# Triple integral forming a solid region

1. Sep 15, 2016

### nysnacc

1. The problem statement, all variables and given/known data

2. Relevant equations
Fubini's theorum

3. The attempt at a solution
I drawn the diagram with the limits (for x, y, and z)
and come up with something with 4 faces, 5 corners, 8 edges

is that something you guys got? Thanks

2. Sep 15, 2016

### andrewkirk

The number of corners and edges are correct.
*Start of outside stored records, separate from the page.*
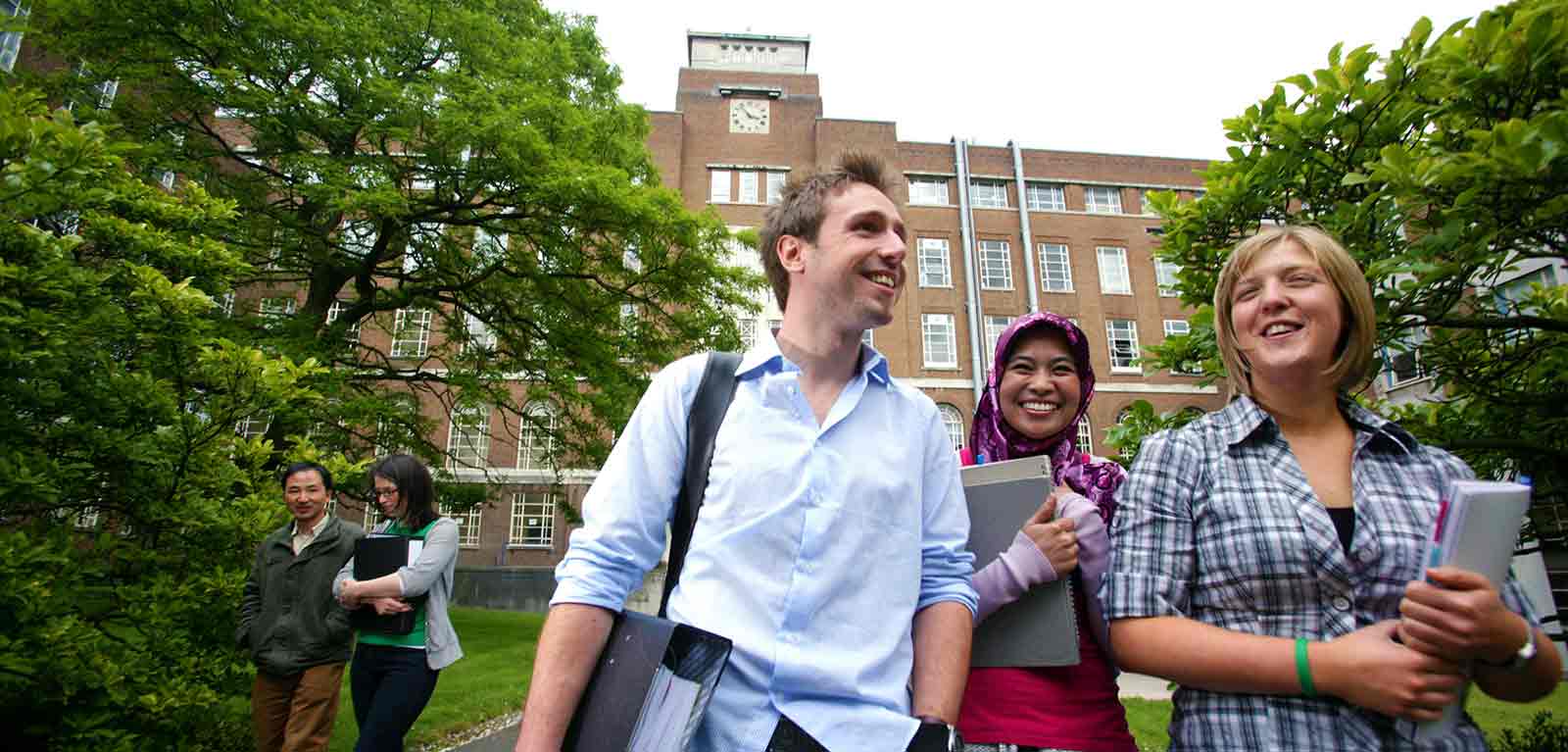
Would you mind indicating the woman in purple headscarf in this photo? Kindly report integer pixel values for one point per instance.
(1039, 391)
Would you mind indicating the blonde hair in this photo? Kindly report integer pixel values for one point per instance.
(1353, 350)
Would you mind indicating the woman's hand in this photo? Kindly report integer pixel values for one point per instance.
(349, 594)
(388, 606)
(1054, 537)
(1366, 668)
(1460, 616)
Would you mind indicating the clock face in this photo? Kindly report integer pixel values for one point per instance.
(749, 115)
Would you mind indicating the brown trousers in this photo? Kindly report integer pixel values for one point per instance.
(295, 713)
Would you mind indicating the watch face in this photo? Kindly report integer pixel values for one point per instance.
(749, 115)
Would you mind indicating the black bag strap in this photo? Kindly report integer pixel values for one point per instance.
(708, 412)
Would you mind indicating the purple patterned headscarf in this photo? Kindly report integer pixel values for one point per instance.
(1095, 479)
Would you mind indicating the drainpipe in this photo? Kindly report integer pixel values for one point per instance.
(966, 226)
(1023, 225)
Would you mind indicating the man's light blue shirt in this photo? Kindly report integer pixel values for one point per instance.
(812, 551)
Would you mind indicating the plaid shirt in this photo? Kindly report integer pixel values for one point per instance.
(1217, 524)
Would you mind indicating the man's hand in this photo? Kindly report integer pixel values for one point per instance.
(1460, 616)
(388, 606)
(1368, 669)
(1054, 537)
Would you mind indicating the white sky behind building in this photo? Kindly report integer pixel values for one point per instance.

I don't think the number of faces is.

3. Sep 15, 2016

### BvU

I also come up with a different number of faces

4. Sep 15, 2016

### nysnacc

Like how many as what am I doing wrong??

The x limit is 0 and z, so for z, it is between y and 1, so I put 1 as upper limit for x.

5. Sep 15, 2016

### nysnacc

6. Sep 15, 2016

### LCKurtz

One of the faces is part of the plane $x=z$. You don't have that in your picture.

7. Sep 15, 2016

### BvU

I count five faces on your drawings too...
z = 1 is one plane, a square face
x = 0 is a triangular face
y = 0 is a triangular face, not a square face: x runs from 0 to z, not from 0 to 1.
the other two triangular faces have x=y=z as edge in common

8. Sep 15, 2016

### nysnacc

so it's like a square on top with the edges pointering to a single point on bottom?

9. Sep 15, 2016

### andrewkirk

That's right - like the Great Pyramid (disregarding the references to 'top' and 'bottom'). This shape is known as a 'square pyramid'. The word 'square' is included to distinguish it from a tetrahedron or triangular pyramid. But in common language, the word 'pyramid' usually implies a square base.

10. Sep 15, 2016

### LCKurtz

Now that you have it, here's a nice picture:

Now the trick for you is to set up the six integrals. Do you see why when you do $dz$ first something is a bit more complicated?